Mike Darcy, CEO, AMN:
AMN has developed a sustainable minigrid system to provide rural electrification for the end-user (households and small businesses), paid using mobile money that is serviced by our tower network. Our model is based on a typical 300-household installation representing the average village we deploy telecom sites at. However, this does not include the telecoms tower on an ABC (Anchor-Business-Customer) model but deployed in parallel with telecom towers.

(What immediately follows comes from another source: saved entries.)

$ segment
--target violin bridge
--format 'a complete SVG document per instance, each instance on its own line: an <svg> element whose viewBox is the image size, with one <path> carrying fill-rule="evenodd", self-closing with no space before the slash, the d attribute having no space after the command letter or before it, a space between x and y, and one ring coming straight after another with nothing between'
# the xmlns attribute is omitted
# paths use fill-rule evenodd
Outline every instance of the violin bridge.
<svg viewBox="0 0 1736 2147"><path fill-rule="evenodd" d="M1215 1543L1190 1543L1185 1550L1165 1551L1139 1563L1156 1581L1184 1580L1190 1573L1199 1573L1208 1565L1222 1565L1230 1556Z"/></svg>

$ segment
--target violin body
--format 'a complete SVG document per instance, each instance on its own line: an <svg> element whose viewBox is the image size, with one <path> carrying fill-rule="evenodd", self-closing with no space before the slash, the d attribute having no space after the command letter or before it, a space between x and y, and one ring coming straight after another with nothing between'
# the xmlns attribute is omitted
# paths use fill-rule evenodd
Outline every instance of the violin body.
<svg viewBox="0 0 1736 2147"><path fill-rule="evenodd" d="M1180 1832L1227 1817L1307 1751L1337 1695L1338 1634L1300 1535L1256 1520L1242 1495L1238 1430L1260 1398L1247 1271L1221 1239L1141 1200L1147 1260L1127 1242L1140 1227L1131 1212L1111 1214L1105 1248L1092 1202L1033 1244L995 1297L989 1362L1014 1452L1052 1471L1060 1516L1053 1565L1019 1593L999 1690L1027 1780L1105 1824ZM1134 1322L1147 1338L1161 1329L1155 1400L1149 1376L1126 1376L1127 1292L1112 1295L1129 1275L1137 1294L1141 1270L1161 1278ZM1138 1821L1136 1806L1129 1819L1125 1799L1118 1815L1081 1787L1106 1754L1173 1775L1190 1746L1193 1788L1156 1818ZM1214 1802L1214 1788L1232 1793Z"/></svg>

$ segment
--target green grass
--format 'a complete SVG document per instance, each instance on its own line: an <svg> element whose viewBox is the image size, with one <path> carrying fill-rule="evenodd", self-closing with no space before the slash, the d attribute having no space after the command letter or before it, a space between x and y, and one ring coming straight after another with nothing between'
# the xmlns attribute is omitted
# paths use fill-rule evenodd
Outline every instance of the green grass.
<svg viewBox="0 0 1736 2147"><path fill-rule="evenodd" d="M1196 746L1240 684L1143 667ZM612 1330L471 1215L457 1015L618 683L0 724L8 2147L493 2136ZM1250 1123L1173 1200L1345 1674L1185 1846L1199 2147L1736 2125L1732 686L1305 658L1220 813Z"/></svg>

This is because the energy consumption of towers is very specific and needs to be monitored with precision, requiring a separate power source. Instead, it’s about having energy and telecoms infrastructure, both of which play crucial and overlapping roles in developing rural areas, that we can service and operate using the same management and maintenance platforms. We plan to electrify 1 in 10 villages where we have a telecom tower.
AMNs modular-based minigrid on units of 25KWp PV for a 2KW load (1.5MWh per month). The distribution network works at 1000V AC over distances of up to 1Km from the grid
The numbers are very marginal when looking at the cost of batteries and solar panels versus the kW usage and revenue potential; I'm talking about single-digit IRRs. Given the associated risks and low returns, minigrids aren’t very attractive to most financial investors. DFIs really need to step in and help scale the industry to create the volume that will attract pure commercial investment.
We have engaged a DFI to run pilots for minigrids in 3 villages for the first half of this year and are hoping to secure funding as a result of these trials. The minigrid solution has already been successfully tested in the UK to validate the technology and now it’s about understanding and optimising the solution. At this stage it’s about figuring out what the business model is and how we want to go forward with a commercial deployment.